Jonata ist 15 Jahre und darf zum ersten mal an einer Wildschweinjagd mit den Jungen ihres Dorfs teilnehmen. Da Frauen ...

Das Auge von Licentia von Deana Zinßmeister, erschienen im Arena Verlag am 20.09.2017

Jonata ist 15 Jahre und darf zum ersten mal an einer Wildschweinjagd mit den Jungen ihres Dorfs teilnehmen. Da Frauen in Licentia die Rolle der mittelalterlichen Frauen zugedacht ist, sind die Jungs nicht gerade begeistert davon sie mit zu nehmen. Als dann auch noch Drachen auftauchen, lassen sie Jonata allein. Die wiederum trifft auf den süßen Tristan, der im verhassten Dorf der Wolfsbanner lebt und mit seinen Wölfen auf der Jagd gewesen ist.

Die Autorin schafft ein interessantes Setting. „The Village“ trifft auf Truman-Show mit etwas Panem und noch ein Schuss Elfenwelt in der eine Romeo und Julia-Story eingebunden ist. Das Buch ist leicht lesbar und gradlinig.

Licentia wurde vor 10 Jahren gegründet und ist ein Dorf in dem so eine Art Mittelalter Light gelebt wird. Die älteren Bewohner wissen, dass es sich um das Setting einer TV-Show handelt und alle Handlungen aufgezeichnet werden und zweimal die Woche im TV zu sehen sind. Ihre Kinder wissen davon nichts, sie kennen aber auch keinerlei technische Errungenschaften.

Deana Zinßmeister bringt auch gut die Interessen der TV Produzenten rüber denen es naturgemäß darum geht Profit zu machen. Leider bleibt das wirkliche Leben innerhalb der Siedlung und die Beweggründe der meisten Siedler im Dunklen. Man hat aber das Gefühl, dass es sich bei der Geschichte um einen ersten Band und nicht um eine komplett abgeschlossene Geschichte handelt.

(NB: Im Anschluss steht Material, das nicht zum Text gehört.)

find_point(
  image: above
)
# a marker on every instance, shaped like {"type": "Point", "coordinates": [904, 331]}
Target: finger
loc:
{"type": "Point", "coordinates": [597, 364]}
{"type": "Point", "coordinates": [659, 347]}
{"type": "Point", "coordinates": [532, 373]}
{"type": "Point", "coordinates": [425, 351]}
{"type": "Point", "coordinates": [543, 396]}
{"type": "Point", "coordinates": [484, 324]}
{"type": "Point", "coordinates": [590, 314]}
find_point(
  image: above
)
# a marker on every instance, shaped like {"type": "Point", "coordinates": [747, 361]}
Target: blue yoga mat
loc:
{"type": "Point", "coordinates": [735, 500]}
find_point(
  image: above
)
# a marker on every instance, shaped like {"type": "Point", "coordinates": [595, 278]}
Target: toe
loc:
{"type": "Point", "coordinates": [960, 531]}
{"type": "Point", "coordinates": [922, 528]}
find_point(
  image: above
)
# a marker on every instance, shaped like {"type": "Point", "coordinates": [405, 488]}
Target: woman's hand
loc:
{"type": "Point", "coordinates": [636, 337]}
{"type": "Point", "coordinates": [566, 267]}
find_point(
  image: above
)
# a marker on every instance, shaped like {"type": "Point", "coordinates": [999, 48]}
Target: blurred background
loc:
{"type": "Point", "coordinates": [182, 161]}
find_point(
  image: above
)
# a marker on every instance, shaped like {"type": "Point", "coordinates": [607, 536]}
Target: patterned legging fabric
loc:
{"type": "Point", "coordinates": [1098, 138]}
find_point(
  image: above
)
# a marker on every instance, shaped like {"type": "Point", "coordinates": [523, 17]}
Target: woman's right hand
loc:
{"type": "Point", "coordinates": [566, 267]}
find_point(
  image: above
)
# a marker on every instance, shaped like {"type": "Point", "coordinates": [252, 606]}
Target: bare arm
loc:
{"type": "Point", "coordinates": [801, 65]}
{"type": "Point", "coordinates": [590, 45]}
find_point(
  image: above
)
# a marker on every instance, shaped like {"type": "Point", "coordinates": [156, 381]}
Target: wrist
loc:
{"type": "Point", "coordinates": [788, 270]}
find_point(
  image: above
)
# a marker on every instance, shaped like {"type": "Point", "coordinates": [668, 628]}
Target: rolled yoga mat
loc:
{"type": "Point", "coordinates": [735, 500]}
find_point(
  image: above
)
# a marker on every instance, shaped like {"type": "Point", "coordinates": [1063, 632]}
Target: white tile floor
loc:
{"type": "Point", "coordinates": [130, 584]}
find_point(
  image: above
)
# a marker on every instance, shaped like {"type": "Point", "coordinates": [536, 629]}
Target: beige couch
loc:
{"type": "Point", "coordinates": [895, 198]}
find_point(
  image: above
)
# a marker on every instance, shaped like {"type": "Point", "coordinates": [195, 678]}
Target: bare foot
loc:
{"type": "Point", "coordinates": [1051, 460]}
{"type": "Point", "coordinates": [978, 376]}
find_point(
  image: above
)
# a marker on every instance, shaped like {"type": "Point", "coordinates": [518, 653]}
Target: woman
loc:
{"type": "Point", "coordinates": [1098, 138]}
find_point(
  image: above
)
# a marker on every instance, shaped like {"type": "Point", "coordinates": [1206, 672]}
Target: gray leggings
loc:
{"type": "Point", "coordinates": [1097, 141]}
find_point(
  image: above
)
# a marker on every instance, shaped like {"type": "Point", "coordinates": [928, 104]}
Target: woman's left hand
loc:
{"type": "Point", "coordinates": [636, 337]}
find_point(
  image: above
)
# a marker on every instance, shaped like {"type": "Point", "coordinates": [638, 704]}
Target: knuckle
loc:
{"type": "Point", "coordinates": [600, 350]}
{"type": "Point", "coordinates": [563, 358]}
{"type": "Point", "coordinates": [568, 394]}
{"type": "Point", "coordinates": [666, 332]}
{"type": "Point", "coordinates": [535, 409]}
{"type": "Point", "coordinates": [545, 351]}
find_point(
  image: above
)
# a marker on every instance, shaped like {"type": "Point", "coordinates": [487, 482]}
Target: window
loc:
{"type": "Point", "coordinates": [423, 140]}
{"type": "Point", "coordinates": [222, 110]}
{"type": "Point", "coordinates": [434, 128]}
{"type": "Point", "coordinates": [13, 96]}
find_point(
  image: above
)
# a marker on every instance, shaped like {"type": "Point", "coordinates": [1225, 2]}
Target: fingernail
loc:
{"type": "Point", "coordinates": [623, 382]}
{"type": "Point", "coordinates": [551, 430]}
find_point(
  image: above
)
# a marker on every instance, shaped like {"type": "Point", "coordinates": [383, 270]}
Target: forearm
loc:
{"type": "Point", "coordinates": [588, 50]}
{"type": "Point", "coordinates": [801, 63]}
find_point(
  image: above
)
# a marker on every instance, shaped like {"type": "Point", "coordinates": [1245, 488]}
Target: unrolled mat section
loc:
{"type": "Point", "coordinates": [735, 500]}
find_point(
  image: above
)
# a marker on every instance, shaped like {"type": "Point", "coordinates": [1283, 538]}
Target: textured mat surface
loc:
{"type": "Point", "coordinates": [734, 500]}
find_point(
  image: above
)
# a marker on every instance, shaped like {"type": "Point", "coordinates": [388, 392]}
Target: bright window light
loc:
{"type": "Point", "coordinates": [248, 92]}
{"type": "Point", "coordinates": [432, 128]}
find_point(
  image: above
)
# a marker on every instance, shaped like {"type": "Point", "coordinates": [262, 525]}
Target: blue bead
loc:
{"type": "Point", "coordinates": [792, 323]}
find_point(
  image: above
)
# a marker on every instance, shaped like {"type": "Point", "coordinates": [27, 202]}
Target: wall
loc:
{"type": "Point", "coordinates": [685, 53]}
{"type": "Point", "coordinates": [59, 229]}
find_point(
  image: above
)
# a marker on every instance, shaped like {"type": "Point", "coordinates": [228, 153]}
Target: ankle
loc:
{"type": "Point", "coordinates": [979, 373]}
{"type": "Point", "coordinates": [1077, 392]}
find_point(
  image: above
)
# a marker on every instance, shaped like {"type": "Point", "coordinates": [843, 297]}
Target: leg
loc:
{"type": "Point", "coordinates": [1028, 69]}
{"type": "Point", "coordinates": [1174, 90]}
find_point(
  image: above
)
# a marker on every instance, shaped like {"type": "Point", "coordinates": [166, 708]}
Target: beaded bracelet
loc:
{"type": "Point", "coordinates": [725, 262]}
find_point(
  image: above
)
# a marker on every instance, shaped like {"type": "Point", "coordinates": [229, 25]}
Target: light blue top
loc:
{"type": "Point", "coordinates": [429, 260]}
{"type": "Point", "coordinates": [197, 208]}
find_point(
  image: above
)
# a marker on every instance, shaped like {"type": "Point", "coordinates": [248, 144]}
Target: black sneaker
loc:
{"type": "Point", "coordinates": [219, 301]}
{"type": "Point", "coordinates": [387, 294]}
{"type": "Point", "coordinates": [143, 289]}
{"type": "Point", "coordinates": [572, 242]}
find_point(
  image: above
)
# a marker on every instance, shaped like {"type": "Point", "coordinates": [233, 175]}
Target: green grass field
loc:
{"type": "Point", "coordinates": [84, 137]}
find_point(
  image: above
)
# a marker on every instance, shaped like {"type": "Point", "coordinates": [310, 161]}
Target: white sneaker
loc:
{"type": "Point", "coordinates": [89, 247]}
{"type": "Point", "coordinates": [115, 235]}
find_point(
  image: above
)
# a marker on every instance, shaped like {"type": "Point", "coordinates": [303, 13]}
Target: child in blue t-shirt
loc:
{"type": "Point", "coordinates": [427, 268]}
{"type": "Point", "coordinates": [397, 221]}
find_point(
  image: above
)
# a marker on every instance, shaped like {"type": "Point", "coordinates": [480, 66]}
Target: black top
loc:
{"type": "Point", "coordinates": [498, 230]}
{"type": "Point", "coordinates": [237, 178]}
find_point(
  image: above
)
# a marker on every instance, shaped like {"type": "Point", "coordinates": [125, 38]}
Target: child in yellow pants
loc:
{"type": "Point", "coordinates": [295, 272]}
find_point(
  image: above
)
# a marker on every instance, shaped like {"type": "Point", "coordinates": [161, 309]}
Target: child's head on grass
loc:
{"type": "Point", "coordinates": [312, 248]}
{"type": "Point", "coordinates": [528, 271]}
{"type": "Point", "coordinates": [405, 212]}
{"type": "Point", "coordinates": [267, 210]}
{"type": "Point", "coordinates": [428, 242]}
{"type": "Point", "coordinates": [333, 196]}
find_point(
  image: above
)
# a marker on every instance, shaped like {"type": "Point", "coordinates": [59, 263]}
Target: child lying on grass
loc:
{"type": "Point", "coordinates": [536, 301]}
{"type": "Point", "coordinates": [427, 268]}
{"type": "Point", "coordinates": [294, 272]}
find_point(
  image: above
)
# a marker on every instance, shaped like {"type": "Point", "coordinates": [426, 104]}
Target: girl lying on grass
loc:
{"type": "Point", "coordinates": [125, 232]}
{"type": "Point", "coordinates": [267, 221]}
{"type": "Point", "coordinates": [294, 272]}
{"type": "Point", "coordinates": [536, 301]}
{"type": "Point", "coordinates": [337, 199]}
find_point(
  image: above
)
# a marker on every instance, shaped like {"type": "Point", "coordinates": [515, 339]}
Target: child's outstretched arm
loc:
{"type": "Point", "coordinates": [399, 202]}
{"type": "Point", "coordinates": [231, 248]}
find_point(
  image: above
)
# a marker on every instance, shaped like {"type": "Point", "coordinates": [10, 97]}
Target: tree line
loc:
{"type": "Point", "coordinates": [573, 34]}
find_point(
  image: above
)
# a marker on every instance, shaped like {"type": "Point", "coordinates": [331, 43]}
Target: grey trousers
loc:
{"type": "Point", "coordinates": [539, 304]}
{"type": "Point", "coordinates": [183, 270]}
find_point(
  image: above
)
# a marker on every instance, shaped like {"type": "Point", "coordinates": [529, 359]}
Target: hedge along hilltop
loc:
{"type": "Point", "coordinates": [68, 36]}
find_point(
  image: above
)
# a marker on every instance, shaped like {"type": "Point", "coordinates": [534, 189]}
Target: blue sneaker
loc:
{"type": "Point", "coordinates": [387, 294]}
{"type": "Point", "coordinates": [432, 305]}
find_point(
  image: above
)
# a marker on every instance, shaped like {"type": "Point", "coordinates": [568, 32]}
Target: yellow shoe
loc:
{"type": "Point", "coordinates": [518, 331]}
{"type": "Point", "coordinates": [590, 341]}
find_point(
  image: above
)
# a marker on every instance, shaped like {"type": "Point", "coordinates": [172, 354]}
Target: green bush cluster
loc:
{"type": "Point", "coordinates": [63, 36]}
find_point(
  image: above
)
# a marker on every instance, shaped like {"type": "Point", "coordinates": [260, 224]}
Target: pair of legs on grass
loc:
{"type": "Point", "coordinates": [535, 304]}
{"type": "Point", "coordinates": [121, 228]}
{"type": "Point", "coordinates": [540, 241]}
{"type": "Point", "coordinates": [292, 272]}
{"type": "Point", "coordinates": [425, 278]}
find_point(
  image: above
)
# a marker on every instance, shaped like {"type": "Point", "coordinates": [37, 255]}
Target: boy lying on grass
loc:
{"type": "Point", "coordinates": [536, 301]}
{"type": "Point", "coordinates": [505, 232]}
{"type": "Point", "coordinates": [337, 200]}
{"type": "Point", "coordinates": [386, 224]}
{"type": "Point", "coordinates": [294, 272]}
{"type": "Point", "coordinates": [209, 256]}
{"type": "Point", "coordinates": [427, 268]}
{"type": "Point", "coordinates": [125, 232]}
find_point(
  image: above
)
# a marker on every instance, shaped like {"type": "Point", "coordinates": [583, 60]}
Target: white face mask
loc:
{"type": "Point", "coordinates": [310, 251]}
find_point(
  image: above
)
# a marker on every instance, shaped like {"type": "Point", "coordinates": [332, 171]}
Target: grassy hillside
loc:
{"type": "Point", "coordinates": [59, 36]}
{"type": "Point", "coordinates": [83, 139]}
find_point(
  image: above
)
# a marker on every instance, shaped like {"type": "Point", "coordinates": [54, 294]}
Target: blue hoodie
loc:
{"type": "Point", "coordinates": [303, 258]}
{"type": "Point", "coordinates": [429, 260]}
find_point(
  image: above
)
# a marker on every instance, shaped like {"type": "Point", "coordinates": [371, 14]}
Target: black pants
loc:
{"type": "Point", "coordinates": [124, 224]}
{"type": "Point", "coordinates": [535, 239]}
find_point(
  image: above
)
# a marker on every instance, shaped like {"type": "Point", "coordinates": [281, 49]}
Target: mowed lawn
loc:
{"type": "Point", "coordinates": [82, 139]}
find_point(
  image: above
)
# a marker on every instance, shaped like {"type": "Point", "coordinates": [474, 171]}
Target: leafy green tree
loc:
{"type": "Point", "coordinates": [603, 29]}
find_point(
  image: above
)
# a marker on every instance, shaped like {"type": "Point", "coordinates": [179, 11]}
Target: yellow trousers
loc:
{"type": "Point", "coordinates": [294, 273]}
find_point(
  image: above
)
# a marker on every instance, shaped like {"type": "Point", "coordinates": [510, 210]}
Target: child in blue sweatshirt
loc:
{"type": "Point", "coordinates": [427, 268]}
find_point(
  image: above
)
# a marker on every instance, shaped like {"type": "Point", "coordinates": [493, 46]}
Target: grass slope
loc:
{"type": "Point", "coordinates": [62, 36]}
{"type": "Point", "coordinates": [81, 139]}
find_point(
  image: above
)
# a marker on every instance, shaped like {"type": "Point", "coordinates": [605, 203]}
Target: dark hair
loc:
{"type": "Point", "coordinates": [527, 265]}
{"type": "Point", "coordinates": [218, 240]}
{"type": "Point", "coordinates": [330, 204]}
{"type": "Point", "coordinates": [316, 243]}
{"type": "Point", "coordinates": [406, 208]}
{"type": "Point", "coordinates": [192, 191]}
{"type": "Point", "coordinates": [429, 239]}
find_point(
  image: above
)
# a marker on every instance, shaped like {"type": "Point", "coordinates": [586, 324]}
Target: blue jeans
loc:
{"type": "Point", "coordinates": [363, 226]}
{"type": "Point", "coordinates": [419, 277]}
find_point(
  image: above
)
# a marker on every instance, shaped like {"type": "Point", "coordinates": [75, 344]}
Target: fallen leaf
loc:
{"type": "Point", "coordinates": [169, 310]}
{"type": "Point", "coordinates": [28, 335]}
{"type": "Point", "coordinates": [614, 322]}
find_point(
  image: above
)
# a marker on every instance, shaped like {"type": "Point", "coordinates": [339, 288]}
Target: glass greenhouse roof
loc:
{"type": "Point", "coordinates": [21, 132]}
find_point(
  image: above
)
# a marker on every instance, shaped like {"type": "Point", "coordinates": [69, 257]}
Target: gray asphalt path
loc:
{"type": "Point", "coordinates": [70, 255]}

Das sich zwei Menschen auf den ersten Blick verlieben wie Jonata und Tristan das passiert kann ich nachvollziehen, leider sind die Zwei durch ihre abgekapselte Erziehung nicht in der Lage ausserhalb der Herzschmerz Geschichte viel Geschichte zu vermitteln. So ist die Geschichte zwar schön zu lesen, vermittelt aber nicht wirklich irgendwelche Werte oder Ansätze die jemanden zum Nachdenken inspirieren könnten. Stattdessen wird eher ein altbackenes Frauenbild vermittelt indem es für Mädchen eine Strafe ist Hosen anziehen zu müssen.